'Breathe' - photographic installation
Shown at 'Afterhours' at The Pitt Rivers Museum, University of Oxford
I have always been attracted to the Pitt Rivers collection by the sense of hope and desperation behind the creation of many of the handmade objects here. Often, their purpose was to heal or protect the physical body.
In the Summer, I spent a number of weeks at the Horton Hospital and the John Radcliffe Hospital due to a collapsed lung, and my thoughts turned once more to these items. During my stay I managed to collect my own set of objects, those used by the medical team to restore my health.
In one sense, this photogram is simply a repetition of curatorial practice at the Pitt Rivers. These are transformative objects, imbued with faith, and carefully arranged by myself, the patient.
There are differences, however. Unlike many of the treasured objects in the collection, all hospital implements, even scissors and clamps, are usually disposed of after use. The photogram monumentalises these objects, but only as marks of their absence, traces left on photographic paper.

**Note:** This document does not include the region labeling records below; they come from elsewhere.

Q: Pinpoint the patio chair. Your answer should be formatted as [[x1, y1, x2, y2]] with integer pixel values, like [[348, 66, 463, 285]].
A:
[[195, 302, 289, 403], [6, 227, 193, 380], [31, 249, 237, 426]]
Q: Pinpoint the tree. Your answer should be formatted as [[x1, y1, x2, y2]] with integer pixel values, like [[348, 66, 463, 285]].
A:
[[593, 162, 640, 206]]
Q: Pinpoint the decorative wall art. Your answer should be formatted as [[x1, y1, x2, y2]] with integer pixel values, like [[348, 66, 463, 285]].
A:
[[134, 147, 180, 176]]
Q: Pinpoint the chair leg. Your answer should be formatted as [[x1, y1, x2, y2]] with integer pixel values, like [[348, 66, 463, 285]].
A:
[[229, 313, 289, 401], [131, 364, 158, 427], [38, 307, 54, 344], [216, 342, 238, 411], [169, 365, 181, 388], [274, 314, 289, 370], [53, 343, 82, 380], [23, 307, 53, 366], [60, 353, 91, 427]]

The realm of the medical can also seem particularly austere, its devices made by unknown hands. To an extent, the formality of the photogram is true to this aesthetic, yet it also grants these seemingly cold and functional objects a ghostly beauty. And so it should be: these objects saved my life.

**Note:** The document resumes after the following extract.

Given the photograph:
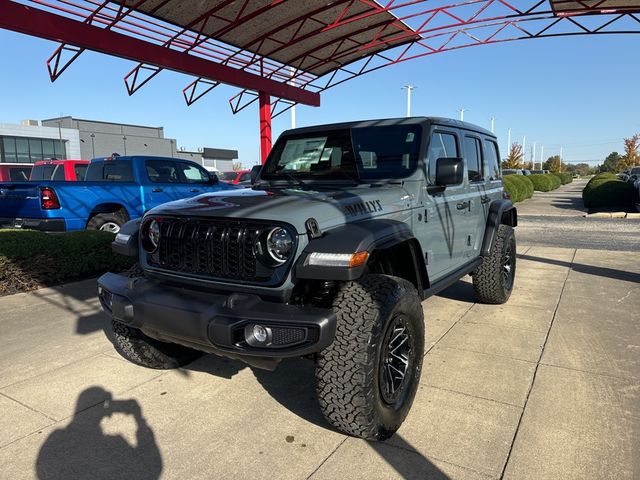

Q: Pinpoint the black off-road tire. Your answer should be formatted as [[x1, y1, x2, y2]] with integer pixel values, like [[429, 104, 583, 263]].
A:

The appeal to the clinical and controlled is questioned in another sense: I deliberately did not use an assistant in the construction of this image, not only to indicate the work to be an act of personal story telling, but because in taking full responsibility for the challenging technical process, ‘flaws’ in the image inevitably occurred. Again, this is the way it should be: My experience of medicine was not of a ‘perfect’ activity, but one touched by the unpredictable, and made bearable by the humanity of the nurses and doctors charged with my care.